When it got to my face, I decided to go to the doctor (this is five days later, dumb, huh?). My daughter drove me. By the time I got to the doctor, my face was swollen, my eyes slits, my lips fat, and my tongue was starting to swell. New hives were sprouting in the few places I didn't have them. This is not good. (I do have pictures of this stage, but you don't get to see them!)
Observation. Debate about whether I should to to the ER. Discussion about epinephrine. (It would probably have been a good idea.) But I was still awake, alert, and breathing, and reluctant to go to the ER.
Doctor felt jeans were not primary cause.
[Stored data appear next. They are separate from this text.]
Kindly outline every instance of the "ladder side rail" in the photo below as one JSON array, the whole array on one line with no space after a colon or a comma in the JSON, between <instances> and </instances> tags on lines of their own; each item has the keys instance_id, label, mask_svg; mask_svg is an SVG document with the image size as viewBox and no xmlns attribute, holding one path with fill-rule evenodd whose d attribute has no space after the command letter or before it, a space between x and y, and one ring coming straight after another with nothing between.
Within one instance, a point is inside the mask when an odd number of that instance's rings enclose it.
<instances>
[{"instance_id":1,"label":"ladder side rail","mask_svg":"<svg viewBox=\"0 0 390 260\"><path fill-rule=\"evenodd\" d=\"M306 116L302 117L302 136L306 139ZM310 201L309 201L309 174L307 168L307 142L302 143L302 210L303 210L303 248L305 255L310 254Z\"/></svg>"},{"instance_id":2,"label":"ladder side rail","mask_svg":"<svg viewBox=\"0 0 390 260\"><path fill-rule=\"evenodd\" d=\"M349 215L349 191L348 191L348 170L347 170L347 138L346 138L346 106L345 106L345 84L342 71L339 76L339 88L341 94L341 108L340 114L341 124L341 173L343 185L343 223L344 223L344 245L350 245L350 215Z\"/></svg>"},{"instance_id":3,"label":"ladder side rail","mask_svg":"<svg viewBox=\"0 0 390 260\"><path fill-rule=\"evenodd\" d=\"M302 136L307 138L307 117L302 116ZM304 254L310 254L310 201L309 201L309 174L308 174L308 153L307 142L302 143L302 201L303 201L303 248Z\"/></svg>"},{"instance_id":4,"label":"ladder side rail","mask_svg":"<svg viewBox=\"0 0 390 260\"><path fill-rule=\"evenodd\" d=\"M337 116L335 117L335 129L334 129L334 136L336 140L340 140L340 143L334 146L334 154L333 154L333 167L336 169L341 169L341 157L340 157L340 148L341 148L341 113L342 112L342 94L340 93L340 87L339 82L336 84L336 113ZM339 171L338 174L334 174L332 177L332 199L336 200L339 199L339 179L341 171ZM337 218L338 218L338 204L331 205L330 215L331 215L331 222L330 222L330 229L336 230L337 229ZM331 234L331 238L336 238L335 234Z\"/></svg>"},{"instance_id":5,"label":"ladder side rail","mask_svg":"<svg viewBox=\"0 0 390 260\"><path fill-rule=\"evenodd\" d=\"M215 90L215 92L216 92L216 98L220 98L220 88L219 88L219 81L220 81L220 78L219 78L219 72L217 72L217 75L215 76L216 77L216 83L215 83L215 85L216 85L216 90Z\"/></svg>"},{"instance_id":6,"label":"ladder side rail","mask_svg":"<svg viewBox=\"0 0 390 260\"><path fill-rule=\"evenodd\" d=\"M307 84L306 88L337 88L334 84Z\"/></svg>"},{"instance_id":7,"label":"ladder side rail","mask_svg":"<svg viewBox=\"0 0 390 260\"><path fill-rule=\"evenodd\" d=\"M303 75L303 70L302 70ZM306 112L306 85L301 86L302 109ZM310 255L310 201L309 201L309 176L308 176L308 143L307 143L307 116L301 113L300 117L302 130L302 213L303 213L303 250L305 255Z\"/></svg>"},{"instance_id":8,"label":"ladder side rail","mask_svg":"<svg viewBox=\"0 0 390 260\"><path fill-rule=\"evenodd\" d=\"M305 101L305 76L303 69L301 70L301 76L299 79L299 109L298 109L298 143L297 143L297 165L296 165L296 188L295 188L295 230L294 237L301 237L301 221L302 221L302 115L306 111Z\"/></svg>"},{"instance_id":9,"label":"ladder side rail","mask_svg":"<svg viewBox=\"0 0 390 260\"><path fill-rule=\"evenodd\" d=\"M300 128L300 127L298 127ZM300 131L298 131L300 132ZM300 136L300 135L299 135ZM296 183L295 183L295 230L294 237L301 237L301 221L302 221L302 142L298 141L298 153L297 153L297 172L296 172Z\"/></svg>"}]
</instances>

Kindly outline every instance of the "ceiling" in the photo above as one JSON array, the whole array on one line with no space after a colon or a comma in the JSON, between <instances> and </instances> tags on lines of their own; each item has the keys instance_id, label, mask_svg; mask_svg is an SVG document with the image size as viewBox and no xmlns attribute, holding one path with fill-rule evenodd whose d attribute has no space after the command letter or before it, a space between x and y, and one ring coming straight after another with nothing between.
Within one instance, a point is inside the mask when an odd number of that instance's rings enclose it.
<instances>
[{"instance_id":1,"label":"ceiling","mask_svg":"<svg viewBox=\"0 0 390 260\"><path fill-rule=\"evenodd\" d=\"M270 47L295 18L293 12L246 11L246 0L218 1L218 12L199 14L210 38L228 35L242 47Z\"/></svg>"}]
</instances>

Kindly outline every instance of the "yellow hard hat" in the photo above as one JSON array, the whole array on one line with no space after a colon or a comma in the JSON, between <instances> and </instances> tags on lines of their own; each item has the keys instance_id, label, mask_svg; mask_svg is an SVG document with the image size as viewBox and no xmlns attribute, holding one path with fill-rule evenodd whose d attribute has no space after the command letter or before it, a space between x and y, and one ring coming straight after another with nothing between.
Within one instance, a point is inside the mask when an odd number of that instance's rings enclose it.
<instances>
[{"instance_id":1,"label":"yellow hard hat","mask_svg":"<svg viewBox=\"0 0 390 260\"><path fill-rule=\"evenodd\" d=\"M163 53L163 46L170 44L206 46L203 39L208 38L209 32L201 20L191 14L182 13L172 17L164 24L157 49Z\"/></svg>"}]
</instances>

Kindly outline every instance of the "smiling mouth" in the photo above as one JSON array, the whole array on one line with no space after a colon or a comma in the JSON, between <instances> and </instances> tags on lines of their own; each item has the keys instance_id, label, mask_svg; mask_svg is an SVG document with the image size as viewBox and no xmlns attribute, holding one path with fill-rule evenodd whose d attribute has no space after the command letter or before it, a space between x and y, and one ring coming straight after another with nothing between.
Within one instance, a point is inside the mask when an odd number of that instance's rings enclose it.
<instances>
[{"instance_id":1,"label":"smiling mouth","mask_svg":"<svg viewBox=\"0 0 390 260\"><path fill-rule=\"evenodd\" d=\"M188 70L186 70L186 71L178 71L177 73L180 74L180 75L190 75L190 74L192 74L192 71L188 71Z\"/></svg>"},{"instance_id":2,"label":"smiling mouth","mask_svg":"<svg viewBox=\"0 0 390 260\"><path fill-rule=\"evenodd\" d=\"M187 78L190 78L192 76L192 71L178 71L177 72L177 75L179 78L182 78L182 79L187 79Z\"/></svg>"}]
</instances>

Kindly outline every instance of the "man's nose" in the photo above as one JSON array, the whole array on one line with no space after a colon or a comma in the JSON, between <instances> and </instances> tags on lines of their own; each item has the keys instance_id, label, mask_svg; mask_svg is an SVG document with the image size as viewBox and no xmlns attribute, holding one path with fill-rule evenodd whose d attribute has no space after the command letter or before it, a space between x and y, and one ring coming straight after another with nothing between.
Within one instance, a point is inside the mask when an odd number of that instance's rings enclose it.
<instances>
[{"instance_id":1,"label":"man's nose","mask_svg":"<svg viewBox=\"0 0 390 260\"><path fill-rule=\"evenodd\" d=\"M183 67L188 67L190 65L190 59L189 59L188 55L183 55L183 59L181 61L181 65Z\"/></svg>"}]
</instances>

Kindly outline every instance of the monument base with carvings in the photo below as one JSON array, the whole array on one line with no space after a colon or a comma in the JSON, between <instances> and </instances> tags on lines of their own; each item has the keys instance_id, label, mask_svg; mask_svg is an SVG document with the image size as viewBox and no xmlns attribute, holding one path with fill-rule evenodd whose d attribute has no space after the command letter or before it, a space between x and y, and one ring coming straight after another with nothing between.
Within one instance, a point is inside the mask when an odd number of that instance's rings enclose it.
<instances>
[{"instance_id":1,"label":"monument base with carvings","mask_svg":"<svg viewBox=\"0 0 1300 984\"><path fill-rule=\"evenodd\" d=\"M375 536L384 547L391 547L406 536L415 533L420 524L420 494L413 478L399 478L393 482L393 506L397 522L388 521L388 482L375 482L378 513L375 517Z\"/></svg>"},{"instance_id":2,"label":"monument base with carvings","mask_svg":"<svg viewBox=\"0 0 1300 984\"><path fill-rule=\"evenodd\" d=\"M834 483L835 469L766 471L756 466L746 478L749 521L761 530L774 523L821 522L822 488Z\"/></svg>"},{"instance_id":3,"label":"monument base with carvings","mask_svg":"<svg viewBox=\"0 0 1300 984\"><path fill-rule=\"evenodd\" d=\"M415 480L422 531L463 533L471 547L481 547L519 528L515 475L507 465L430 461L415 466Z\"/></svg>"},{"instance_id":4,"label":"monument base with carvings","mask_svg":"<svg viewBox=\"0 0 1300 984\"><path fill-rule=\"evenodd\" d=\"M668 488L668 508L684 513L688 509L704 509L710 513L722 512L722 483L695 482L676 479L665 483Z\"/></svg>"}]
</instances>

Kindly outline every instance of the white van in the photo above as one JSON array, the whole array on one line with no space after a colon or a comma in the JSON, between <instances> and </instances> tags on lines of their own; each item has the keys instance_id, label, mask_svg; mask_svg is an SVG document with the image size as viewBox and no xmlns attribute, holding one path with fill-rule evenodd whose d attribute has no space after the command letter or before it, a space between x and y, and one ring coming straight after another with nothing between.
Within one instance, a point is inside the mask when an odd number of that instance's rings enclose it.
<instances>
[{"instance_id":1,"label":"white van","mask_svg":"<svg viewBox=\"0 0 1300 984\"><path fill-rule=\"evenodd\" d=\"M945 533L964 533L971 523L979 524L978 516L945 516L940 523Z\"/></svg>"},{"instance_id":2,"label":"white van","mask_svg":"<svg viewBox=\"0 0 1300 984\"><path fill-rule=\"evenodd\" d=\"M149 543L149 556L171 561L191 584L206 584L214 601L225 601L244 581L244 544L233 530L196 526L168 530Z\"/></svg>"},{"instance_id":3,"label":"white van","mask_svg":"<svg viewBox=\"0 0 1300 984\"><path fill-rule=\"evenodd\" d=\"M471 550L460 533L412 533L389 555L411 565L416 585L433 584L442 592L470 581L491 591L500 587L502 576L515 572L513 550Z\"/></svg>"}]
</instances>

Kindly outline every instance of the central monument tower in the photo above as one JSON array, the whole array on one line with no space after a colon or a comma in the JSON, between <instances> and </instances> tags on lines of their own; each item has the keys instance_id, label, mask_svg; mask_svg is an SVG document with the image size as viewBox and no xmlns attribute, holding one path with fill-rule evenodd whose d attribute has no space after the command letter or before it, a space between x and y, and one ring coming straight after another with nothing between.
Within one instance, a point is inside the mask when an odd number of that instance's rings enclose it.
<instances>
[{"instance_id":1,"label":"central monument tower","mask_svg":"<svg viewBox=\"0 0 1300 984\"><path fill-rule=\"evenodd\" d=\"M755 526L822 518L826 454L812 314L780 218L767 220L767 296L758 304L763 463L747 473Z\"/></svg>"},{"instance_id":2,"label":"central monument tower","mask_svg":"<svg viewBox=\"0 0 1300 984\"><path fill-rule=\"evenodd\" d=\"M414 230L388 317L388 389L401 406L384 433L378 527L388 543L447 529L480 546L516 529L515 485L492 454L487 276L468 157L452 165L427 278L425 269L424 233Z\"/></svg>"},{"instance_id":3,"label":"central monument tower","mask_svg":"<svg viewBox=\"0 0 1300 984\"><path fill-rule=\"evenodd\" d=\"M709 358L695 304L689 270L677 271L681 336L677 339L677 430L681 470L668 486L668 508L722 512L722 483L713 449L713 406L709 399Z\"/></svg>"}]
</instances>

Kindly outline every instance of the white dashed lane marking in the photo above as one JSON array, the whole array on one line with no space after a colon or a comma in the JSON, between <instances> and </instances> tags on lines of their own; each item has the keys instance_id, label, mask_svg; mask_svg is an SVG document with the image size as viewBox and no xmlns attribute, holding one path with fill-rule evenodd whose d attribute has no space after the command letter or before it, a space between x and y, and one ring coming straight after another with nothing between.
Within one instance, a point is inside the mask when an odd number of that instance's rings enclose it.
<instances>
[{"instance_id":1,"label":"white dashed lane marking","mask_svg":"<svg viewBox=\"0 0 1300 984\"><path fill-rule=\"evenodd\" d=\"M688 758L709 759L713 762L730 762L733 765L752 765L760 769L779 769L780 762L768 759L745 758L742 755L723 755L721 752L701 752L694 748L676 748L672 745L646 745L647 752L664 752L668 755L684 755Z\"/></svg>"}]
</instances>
We talked over the timing and she felt that the most likely culprit was a blood pressure medication my other doctor had increased the dose on not long before. She said it is well-known to cause the kinds of symptoms I had-- just not usually so bad. (Later when I thought about it, I recalled itching and red spots on various parts of my body since last fall, which would coincide with when it was first prescribed). And the antibiotics were things I'd taken before with no problems.
We agreed that I would go off all antibiotics just in case, stop the BP med, period, take Clariton in the daytime and the Benedryl at night (so I wasn't groggy all day). She prescribed an EpiPen for me, and told me to have it near me at all times. I had to raise my hand and affirm that I would use it immediately if I had ANY problems with swelling, hives, or breathing, and that I would call 911 right after using it. Yes, ma'am, I will do that.
By the time I had the followup with her a week later, the hives were gone, the swelling was gone, the itching was gone, and all I had left were a some teeny weeny little scabs from scratching the hives that were starting to fall off. Now the plan is to add the antibiotics back one at a time and see what happens. I am on the first one now. So far, so good. I feel fine. Just in case, the jeans are sealed in plastic: I'm going to return them.
So the past ten days, I've been sticking close to home, doing research (my other passion is genealogy), enjoying the sunshine, and trying to catch up on some of the things that I haven't done for far too long. And basically, just enjoying being alive.